Ruth Dudley Edwards: As a ruthless debater, Douglas Murray seems to unerringly hit the nail on the head
Here's a recent sample. Speaking from Israel in a flak-jacket with rockets from Gaza periodically whizzing over his head — he knocks the stuffing out of the hyper-opinionated Piers Morgan in a London studio.
Murray was challenging the idiotic claim that the huge demonstrations in London with their antisemitic banners and shouted slogans were peaceful.
Morgan: “You don't honestly think they're all pro-Hamas, these people?”
Murray: “Well I think that anyone who, for instance, chants things like “From the river to the sea” is in fact what you describe, or is criminally ignorant.”
But not all protesters had been chanting such phrases, protested Morgan.
Murray: ” OK, well here's a challenge, Piers. If you decided to go on some kind of march and in week one you discovered that you had the BNP [British National Party] on your side calling, for instance, for the murder of all black people, would you not wonder whether or not you should go on week two? Would you not drop out by about week three? I'd have thought so. I would.”
Morgan paused and - uncharacteristically - had the grace to concede. “That’s a good question. And yes, I would.”
Murray is a hugely successful writer and broadcaster: as a ruthless debater, he seems unerringly to hit the nail on the head. His knowledge, fearlessness and wit are winning him a vast new following. On Twitter, last time I looked, he had almost three-quarter of a million followers.

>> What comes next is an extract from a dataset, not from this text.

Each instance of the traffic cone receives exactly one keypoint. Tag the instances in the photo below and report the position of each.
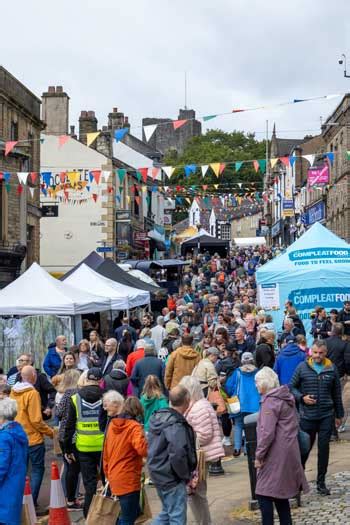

Douglas was in his mid-twenties when we met — almost two decades ago — and we bonded because we were both students of terrorism who shared a straightforward view of what was evil — with particular reference to Northern Ireland. What we both tried to understand and chronicle, as he put it in the introduction to Bloody Sunday, was “what happens when ordinary people are thrown into the middle of horrific events. And what forgiveness can ever mean when all the killers are loose”.

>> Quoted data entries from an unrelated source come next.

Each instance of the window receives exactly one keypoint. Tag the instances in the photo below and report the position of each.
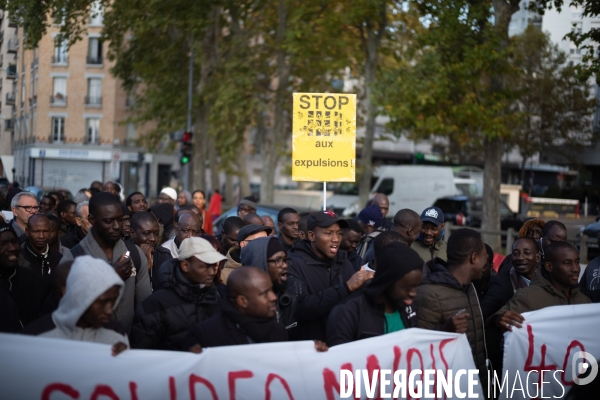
(94, 97)
(60, 52)
(94, 51)
(96, 14)
(92, 130)
(58, 129)
(59, 95)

At the time I was following the civil case against the Omagh bombers and he the Bloody Sunday Tribunal hearings in London.
We discussed how to deal with uncomfortable evidence that was bad for those we thought were the good guys, and agreed that all one could do was tell the simple truth. I was very proud that he dedicated to me Bloody Sunday: Truth, Lies and the Saville Inquiry, for which he won the memorial prize in honour of Christopher Ewart Biggs, the British ambassador murdered in Dublin by the IRA in 1976.
A prolific journalist, the titles of Douglas’s books reflect his preoccupations and controversies: The Strange Death of Europe: Immigration, Identity, Islam; The Madness of Crowds: Gender, Race and Identity: and, most recently, The War on the West: How to Prevail in the Age of Unreason. His opposition to terrorists and their apologists has him smeared as far right and fascist and all too often in danger.
We were both very close to Seán O'Callaghan, the IRA terrorist who spent his adult life atoning for the evil he had done. When he died in 2017, Douglas told of Seán’s insistence on accompanying him to a particular speaking event. “As we turned a corner, we saw 100 bearded Islamists (many now in prison or dead) waiting for me. He must have felt my gulp because he put his corduroy-jacketed arm through mine, looked me in the eyes and said: ‘There are undoubtedly a lot more of them than there are of us. But don’t forget I can be extremely nasty in a corner.’ Luckily the police showed up before he had to demonstrate this.”
Today, all going well, families of three hostages of Hamas should be in Dublin meeting the Taoiseach, the Tániste and President Michael D. Higgins. I hope they can convince them that Hamas is evil, bent on annihilating the Jews, and that sermons about dialogue and peace processes would be an insult.
Ruth Dudley Edwards is the author of Aftermath: The Omagh Bombing and the Families’ Pursuit of Justice.